Há cerca de dez anos, índios amazônicos que usam a substância alertaram sobre os perigos do uso indevido e não autorizado por xamãs inexperientes.
“Estamos ouvindo muito sobre como no sul do Brasil há pessoas que usam (o veneno) sem nenhum respeito, tentando lucrar com a venda de leite de sapo pela internet e aplicando-o sem nenhum preparo e sem a permissão dos indígenas, com risco até de morte”, disse Joaquim Luz, líder Yamanawa do Acre, em entrevista à Rádio Nacional da Amazônia há algum tempo.
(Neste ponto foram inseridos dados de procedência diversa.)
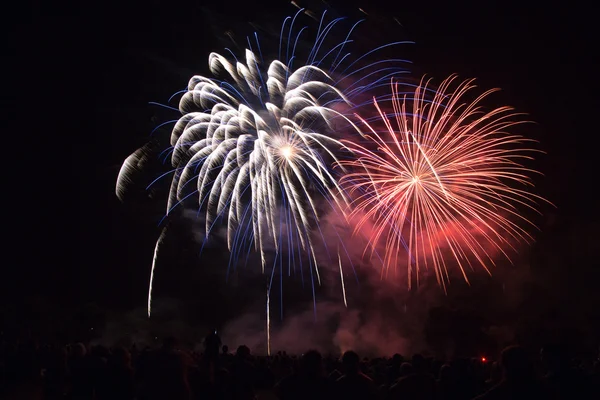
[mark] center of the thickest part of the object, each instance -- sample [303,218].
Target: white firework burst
[256,148]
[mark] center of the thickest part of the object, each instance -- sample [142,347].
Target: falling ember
[268,325]
[443,180]
[342,279]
A secreção produzida pela P. bicolor contém várias toxinas diferentes e não caracterizadas. São necessários mais estudos sobre o potencial farmacológico dos anfíbios e o risco de biopirataria precisa ser monitorado. O tráfico desses animais e de suas secreções, bem como o possível impacto sobre a população de P. bicolor em seus habitats naturais, são questões que precisam ser minuciosamente estudadas em conjunto com bons investimentos e interesse formal.
Portanto, quando decidir passar por essa experiência e experimentar a aplicação do kambô, tenha sempre em mente tratar essa substância com respeito e responsabilidade, por meio dos verdadeiros detentores dessa medicina: os índios da Amazônia.